Michael Pettis@michaelxpettis
Thanks, Michael, you're exactly right. In many of my discussions the assumption they make, often without realizing it, is that trade is always balanced, probably because almost all the most important trade models implicitly (and often explicitly) assume balanced trade.
And because they understand how the system works only under conditions of balanced trade, they see no point in discussing the effects of persistent trade imbalances.
But for me the meaningful question is not about whether foreigners use dollars to invoice the two sides of their balanced trade. That is an interesting question for a completely different set of reasons (for example, how US capital controls created the eurodollar market of the 1960s, 1970s and early 1980s). But in that case it is also obvious, as Gopinath argues, that whichever currency foreigners use can have no impact on the US trade balance.
The question here is a completely different one: which assets do foreigners use to balance their structural excesses of exports over imports? The answer to that question has everything to do with who runs the corresponding imbalances. If capital-rich foreigners prefer to invest their excess saving in capital-poor developing economies, as the economic textbooks prescribe, it will be developing economies (like the US during much of the 19th Century) that will run the corresponding deficits, and in many cases these will be healthy deficits because they will be driven by higher investment.
But if, as is actually the case, capital-rich and capital-poor foreigners run structural trade surpluses, and invest their excess saving mainly in a trio of capital-rich countries (the US, the UK and Canada), then clearly it is that trio that will run the bulk of the deficits.
Does it matter? Economists say it doesn't, but of course it does. When capital flows into developing economies in which investment is constrained by scarce domestic saving, it can lead to higher overall investment, which is good for global growth.
But if it flows into advanced economies in which investment is constrained by scarce domestic demand, it won't lead to higher investment, in which case it must reduce saving, either by suppressing domestic demand (as Keynes and Joan Robinson warned) or by boosting domestic debt.
But the main point is much simpler.

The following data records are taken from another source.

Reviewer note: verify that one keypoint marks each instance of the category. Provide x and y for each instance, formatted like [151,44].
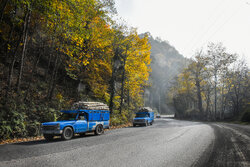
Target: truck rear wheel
[48,137]
[99,130]
[67,133]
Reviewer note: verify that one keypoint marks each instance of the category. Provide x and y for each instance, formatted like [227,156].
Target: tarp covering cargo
[83,105]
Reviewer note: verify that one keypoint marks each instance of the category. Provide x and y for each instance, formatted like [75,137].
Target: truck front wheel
[67,133]
[48,137]
[99,130]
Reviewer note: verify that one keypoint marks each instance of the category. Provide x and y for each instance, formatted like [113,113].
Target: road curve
[167,143]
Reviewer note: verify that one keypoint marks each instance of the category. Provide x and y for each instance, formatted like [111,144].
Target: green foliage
[48,46]
[12,121]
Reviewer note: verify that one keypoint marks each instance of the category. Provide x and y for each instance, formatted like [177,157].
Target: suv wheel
[99,130]
[48,137]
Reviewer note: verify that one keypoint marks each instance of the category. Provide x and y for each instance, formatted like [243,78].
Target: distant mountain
[166,64]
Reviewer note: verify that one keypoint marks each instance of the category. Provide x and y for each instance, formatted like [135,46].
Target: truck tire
[48,137]
[67,133]
[82,134]
[99,130]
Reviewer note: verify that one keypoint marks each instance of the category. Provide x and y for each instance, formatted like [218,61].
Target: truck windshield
[141,115]
[67,117]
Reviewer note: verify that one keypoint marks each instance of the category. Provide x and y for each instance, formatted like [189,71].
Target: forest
[56,52]
[214,86]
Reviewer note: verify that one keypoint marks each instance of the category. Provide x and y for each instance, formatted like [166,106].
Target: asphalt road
[167,143]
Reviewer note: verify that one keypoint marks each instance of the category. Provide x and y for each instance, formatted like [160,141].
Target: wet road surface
[168,142]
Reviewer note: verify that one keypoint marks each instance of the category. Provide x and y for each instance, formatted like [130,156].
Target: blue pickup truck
[145,117]
[76,122]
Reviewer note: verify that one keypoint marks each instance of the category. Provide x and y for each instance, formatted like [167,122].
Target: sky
[189,25]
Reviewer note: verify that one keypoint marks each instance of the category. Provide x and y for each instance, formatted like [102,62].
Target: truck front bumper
[52,132]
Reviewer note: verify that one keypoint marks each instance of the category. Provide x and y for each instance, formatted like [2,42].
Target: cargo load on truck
[90,106]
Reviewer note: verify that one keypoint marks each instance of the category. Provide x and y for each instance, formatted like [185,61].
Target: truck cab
[76,122]
[144,117]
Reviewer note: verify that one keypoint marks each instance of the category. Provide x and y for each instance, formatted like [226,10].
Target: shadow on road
[57,139]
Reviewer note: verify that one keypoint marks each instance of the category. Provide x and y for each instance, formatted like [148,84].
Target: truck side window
[81,117]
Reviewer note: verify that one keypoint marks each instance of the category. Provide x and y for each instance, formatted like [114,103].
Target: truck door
[81,123]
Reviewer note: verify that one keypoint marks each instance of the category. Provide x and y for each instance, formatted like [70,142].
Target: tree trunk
[215,95]
[53,79]
[25,36]
[199,96]
[11,67]
[33,71]
[112,82]
[122,88]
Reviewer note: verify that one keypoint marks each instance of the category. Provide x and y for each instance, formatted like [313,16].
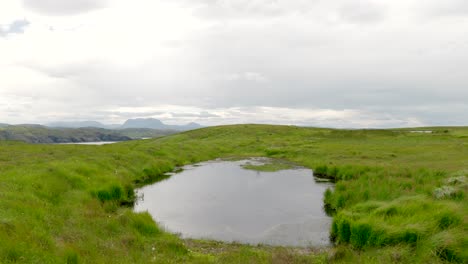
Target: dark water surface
[221,200]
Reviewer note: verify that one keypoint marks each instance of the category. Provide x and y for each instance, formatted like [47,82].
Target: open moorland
[400,196]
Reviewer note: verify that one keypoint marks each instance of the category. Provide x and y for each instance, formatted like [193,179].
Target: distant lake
[221,200]
[90,143]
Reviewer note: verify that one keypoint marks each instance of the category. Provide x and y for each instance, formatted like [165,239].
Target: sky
[327,63]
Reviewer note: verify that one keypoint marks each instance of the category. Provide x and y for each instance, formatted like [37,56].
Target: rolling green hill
[400,196]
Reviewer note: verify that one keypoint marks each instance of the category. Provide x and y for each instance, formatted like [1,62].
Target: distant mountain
[77,124]
[130,123]
[42,134]
[157,124]
[144,123]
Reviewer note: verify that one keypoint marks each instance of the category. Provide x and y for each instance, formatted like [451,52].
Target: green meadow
[400,196]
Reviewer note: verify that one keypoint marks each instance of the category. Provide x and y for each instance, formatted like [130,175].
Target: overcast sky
[333,63]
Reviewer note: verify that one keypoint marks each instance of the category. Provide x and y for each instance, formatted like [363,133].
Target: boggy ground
[400,196]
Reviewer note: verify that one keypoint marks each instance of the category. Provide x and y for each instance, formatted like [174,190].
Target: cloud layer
[365,63]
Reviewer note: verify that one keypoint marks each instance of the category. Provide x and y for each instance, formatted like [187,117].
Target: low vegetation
[400,196]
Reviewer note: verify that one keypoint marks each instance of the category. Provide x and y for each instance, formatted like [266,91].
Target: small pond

Economies like Japan, Germany, China, South Korea, Sweden, Taiwan, etc. that have run structural trade surpluses for decades did not do so because they were forced by domestic imbalances in the US. These were all the result of conscious industrial policy decisions. Belive it or not, they have agency.
But economies that run structural trade surpluses have also had no choice but to balance those surpluses by acquiring foreign assets. The claim by Gopinath (and many others) that how and where they decide to invest those surpluses has no impact on the external imbalances, and thus the internal imbalances, of the destination economies makes no sense to me. A decision by a surplus country to run a $100 surplus with the world and to balance it by acquiring $100 of US assets means that unless the US itself intervenes, it must run the corresponding deficit.
Some might argue that "all the US has to do" is reduce its fiscal deficit by $100 and it will no longer run the a $100 trade deficit. This is wrong for at least two reasons. First, US fiscal policy should be determined by the needs of the US economy, and not the needs of foreign surplus economies.
Secondly, and more importantly, the idea that a $100 reduction in the US fiscal deficit will reverse the $100 investment by the surplus country into the US assumes that foreign surpluses are caused by US saving shortfalls. But Gopinath seems to agree that countries like China have agency, and that China's surpluses are the result of Chinese domestic policies, in which case why should they disappear if the US fiscal deficit declines? And if they don't disappear, why should foreigners stop balancing surpluses by acquiring US assets if the US fiscal deficit declines? isn't it possible that this would make the US an even safer destination, in which case net inflows into the US might actually rise?
It cannot be simply a coincidence that nearly three quarters of net capital flows end up in the three advanced economies (the US, the UK and Canada) with the most open capital markets, the most sophisticated and developed financial markets, and the least restrictions on foreign ownership. And because nearly three quarters of these capital flows end up in these three economies, it is also not a coincidence that these three economies account for nearly three quarters of global trade deficits.